Skeletal Animation & Skinning
A character mesh is one rigid blob until a skeleton drives it. Skeletal animation binds each vertex to a few joints, animates the joints, and deforms the mesh to follow. The data structure is a tree of transforms; the one equation that matters is the skinning matrix, animated-joint times inverse-bind; and the failure modes (the candy-wrapper twist, lerping the wrong way around a rotation) are where the rigor lives.
01Why skeletal animation
Authoring a separate mesh per animation frame doesn't scale (that's vertex animation, useful for crowds, see the VAT tutorial). Skeletal animation instead stores a small skeleton of joints, animates the joints over time, and computes each vertex's deformed position from the joints it's attached to.
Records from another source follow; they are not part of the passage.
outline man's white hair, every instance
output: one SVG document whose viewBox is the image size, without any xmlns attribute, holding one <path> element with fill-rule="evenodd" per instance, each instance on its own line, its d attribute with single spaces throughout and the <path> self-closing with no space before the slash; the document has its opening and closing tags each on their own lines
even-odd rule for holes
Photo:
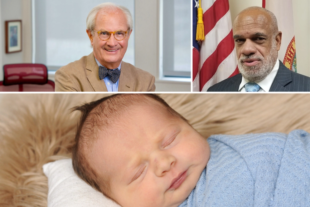
<svg viewBox="0 0 310 207">
<path fill-rule="evenodd" d="M 129 31 L 131 31 L 133 27 L 133 20 L 130 11 L 125 7 L 110 2 L 103 3 L 96 6 L 90 10 L 86 19 L 86 28 L 89 31 L 93 33 L 96 26 L 96 17 L 99 11 L 102 10 L 107 14 L 120 10 L 123 12 L 126 17 L 128 29 Z"/>
</svg>

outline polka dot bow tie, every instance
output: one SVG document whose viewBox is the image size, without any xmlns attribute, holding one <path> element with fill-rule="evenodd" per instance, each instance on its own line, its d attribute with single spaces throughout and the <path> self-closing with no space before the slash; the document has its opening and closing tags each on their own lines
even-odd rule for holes
<svg viewBox="0 0 310 207">
<path fill-rule="evenodd" d="M 109 70 L 104 67 L 100 66 L 99 66 L 99 79 L 100 80 L 102 80 L 107 76 L 109 76 L 113 83 L 115 83 L 117 82 L 117 80 L 119 78 L 121 71 L 117 68 L 115 70 Z"/>
<path fill-rule="evenodd" d="M 257 92 L 259 90 L 260 86 L 256 83 L 249 82 L 245 85 L 245 91 L 247 92 Z"/>
</svg>

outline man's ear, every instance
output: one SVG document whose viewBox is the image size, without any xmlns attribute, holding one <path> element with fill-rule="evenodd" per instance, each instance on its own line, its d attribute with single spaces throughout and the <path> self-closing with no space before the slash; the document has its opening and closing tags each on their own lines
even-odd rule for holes
<svg viewBox="0 0 310 207">
<path fill-rule="evenodd" d="M 88 35 L 88 37 L 89 37 L 89 39 L 90 40 L 90 44 L 92 45 L 93 38 L 94 37 L 93 34 L 88 29 L 86 30 L 86 32 L 87 32 L 87 35 Z"/>
<path fill-rule="evenodd" d="M 129 37 L 130 37 L 130 35 L 131 34 L 131 32 L 132 32 L 133 30 L 132 29 L 130 30 L 130 31 L 129 32 L 129 35 L 128 35 L 128 39 L 129 39 Z"/>
<path fill-rule="evenodd" d="M 280 50 L 280 47 L 281 47 L 281 41 L 282 40 L 282 32 L 279 32 L 276 37 L 276 42 L 277 42 L 277 49 L 278 51 Z"/>
</svg>

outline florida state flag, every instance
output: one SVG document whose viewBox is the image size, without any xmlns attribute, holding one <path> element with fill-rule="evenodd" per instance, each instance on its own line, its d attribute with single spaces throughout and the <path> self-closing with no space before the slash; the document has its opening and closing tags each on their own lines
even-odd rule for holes
<svg viewBox="0 0 310 207">
<path fill-rule="evenodd" d="M 274 14 L 282 42 L 279 59 L 290 70 L 297 72 L 292 0 L 263 0 L 263 7 Z"/>
</svg>

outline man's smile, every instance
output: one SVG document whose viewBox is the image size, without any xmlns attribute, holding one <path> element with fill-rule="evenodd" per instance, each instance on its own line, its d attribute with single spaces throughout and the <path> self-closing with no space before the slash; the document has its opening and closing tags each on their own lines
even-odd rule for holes
<svg viewBox="0 0 310 207">
<path fill-rule="evenodd" d="M 253 66 L 258 64 L 260 60 L 258 59 L 245 59 L 242 61 L 243 64 L 246 66 Z"/>
</svg>

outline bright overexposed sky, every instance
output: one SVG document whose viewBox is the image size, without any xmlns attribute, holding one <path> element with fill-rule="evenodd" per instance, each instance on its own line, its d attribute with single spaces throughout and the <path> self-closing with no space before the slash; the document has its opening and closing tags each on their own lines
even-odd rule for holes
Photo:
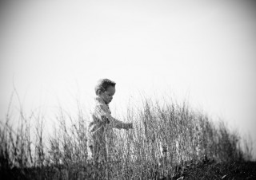
<svg viewBox="0 0 256 180">
<path fill-rule="evenodd" d="M 256 143 L 253 1 L 5 1 L 0 119 L 14 84 L 24 108 L 90 102 L 98 79 L 133 93 L 174 94 Z"/>
</svg>

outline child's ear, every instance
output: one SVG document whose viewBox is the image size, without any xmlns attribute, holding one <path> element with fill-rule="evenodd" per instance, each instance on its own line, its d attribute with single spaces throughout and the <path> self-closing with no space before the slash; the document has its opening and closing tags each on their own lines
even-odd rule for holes
<svg viewBox="0 0 256 180">
<path fill-rule="evenodd" d="M 103 92 L 102 90 L 98 90 L 98 94 L 101 95 Z"/>
</svg>

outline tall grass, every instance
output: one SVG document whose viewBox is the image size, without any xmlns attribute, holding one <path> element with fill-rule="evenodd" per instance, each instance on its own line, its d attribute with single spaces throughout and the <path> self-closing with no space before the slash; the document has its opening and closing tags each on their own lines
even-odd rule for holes
<svg viewBox="0 0 256 180">
<path fill-rule="evenodd" d="M 20 108 L 15 119 L 8 112 L 0 128 L 2 175 L 14 172 L 18 179 L 95 178 L 98 170 L 86 147 L 89 115 L 80 106 L 75 116 L 60 108 L 54 132 L 44 136 L 44 115 L 40 112 L 26 115 Z M 134 128 L 113 134 L 111 160 L 106 164 L 110 179 L 157 179 L 174 176 L 177 168 L 187 163 L 251 157 L 248 151 L 242 151 L 237 132 L 223 122 L 214 123 L 186 103 L 166 100 L 160 104 L 144 99 L 142 107 L 127 108 L 125 119 L 134 123 Z M 17 129 L 10 122 L 19 122 Z M 33 134 L 31 122 L 36 122 Z"/>
</svg>

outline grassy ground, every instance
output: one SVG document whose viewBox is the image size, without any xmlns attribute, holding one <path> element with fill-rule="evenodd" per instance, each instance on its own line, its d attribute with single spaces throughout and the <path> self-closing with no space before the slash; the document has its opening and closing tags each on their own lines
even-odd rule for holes
<svg viewBox="0 0 256 180">
<path fill-rule="evenodd" d="M 163 101 L 128 107 L 123 119 L 134 128 L 111 134 L 115 162 L 102 167 L 110 170 L 109 179 L 255 179 L 251 146 L 238 132 L 186 103 Z M 0 121 L 0 179 L 93 179 L 98 169 L 87 152 L 88 115 L 78 108 L 76 116 L 60 108 L 46 136 L 41 111 L 9 111 Z"/>
<path fill-rule="evenodd" d="M 90 169 L 81 170 L 84 172 Z M 1 179 L 66 179 L 61 176 L 62 168 L 32 168 L 2 170 L 0 172 Z M 75 170 L 74 170 L 75 171 Z M 81 173 L 81 171 L 80 171 Z M 74 173 L 75 174 L 75 173 Z M 91 179 L 90 172 L 82 179 Z M 79 174 L 73 174 L 69 179 L 79 178 Z M 122 179 L 129 179 L 123 177 Z M 136 179 L 136 178 L 134 178 Z M 150 179 L 150 178 L 149 178 Z M 176 174 L 169 174 L 166 177 L 159 178 L 152 177 L 150 179 L 256 179 L 256 162 L 206 162 L 181 168 Z"/>
</svg>

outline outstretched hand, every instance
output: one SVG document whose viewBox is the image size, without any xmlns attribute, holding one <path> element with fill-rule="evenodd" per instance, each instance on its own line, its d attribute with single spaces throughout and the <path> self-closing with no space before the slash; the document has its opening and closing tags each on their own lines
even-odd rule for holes
<svg viewBox="0 0 256 180">
<path fill-rule="evenodd" d="M 132 129 L 132 128 L 133 128 L 133 123 L 127 123 L 126 130 Z"/>
</svg>

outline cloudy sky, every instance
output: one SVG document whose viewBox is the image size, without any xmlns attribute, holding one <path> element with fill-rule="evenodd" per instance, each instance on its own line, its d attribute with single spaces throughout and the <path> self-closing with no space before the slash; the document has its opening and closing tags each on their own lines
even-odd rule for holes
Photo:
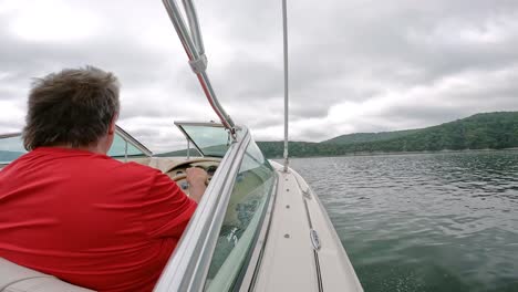
<svg viewBox="0 0 518 292">
<path fill-rule="evenodd" d="M 283 136 L 281 0 L 195 0 L 219 100 L 256 139 Z M 289 1 L 290 139 L 518 111 L 518 1 Z M 154 152 L 174 121 L 217 119 L 162 1 L 0 0 L 0 133 L 32 77 L 95 65 L 122 83 L 118 124 Z"/>
</svg>

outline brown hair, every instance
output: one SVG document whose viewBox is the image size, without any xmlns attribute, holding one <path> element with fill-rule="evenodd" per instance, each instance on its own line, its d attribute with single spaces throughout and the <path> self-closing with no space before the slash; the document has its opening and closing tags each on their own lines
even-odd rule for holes
<svg viewBox="0 0 518 292">
<path fill-rule="evenodd" d="M 118 81 L 94 66 L 65 69 L 37 79 L 29 93 L 23 146 L 96 143 L 118 114 Z"/>
</svg>

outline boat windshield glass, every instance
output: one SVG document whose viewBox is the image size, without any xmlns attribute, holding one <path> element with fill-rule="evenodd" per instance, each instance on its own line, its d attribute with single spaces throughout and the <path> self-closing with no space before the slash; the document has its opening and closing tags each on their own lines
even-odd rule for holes
<svg viewBox="0 0 518 292">
<path fill-rule="evenodd" d="M 25 153 L 20 134 L 0 138 L 0 164 L 9 164 Z"/>
<path fill-rule="evenodd" d="M 224 157 L 230 146 L 230 137 L 220 124 L 177 124 L 203 156 Z"/>
<path fill-rule="evenodd" d="M 205 291 L 239 289 L 257 244 L 274 181 L 273 168 L 251 142 L 236 176 Z"/>
<path fill-rule="evenodd" d="M 107 155 L 114 158 L 116 157 L 125 157 L 126 156 L 126 147 L 127 147 L 127 156 L 145 156 L 143 152 L 141 152 L 135 145 L 131 142 L 124 140 L 118 133 L 113 138 L 112 147 L 110 148 Z"/>
<path fill-rule="evenodd" d="M 126 147 L 128 157 L 145 156 L 131 140 L 127 142 L 126 146 L 126 140 L 118 133 L 115 133 L 112 148 L 107 155 L 114 158 L 125 157 Z M 0 136 L 0 165 L 10 164 L 25 153 L 21 134 Z"/>
</svg>

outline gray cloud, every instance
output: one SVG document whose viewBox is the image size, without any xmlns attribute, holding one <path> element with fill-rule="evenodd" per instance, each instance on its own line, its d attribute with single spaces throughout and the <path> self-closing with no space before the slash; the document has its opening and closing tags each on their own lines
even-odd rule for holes
<svg viewBox="0 0 518 292">
<path fill-rule="evenodd" d="M 209 76 L 227 112 L 258 139 L 281 138 L 280 2 L 196 3 Z M 31 7 L 0 3 L 0 132 L 22 126 L 31 77 L 84 64 L 116 73 L 120 124 L 152 149 L 183 147 L 174 119 L 216 119 L 160 1 L 53 0 L 53 10 L 42 12 L 69 21 L 76 31 L 70 35 L 61 27 L 20 33 Z M 66 18 L 73 13 L 77 19 Z M 50 25 L 37 21 L 24 25 Z M 289 32 L 294 140 L 518 109 L 516 1 L 296 1 Z"/>
</svg>

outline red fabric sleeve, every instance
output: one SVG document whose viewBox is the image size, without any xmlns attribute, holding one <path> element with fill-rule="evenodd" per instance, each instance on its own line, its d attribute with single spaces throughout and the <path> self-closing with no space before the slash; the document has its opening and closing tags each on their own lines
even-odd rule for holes
<svg viewBox="0 0 518 292">
<path fill-rule="evenodd" d="M 147 234 L 152 238 L 182 237 L 196 206 L 196 201 L 187 197 L 176 182 L 157 173 L 143 202 Z"/>
</svg>

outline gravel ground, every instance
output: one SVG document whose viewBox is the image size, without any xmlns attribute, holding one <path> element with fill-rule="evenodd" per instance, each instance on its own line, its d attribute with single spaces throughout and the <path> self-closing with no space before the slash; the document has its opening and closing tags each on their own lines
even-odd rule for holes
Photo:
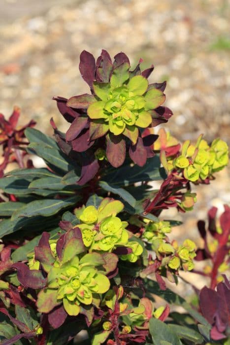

A 60-joint skeleton drives a 50,000-vertex character; you animate 60 transforms, not 50,000 positions.
Skeleton (a joint tree) → bind pose + inverse bind matrices (the mesh's rest state) → a per-vertex skinning matrix (animated joint × inverse bind) → a deformation method (linear blend or dual-quaternion) → animation clips (keyframes sampled over time) → blending (mixing clips) → the GPU (a matrix palette, skinned in the vertex shader). This tutorial builds it in that order: structure, then deformation, then time, then hardware.
02The skeleton
A skeleton is a tree of joints, each storing a local transform (translation, rotation, scale) relative to its parent. A joint's model-space (global) transform is its parent's global transform times its local, walking from the root, exactly the scene-graph propagation from Going 3D[1]:
A joint's place in the world is its parent's world transform times its own local transform. Walk the skeleton parent-first and each joint just multiplies onto its parent, which is why the root has to be processed before its children. Hover any symbol to see what it stands for.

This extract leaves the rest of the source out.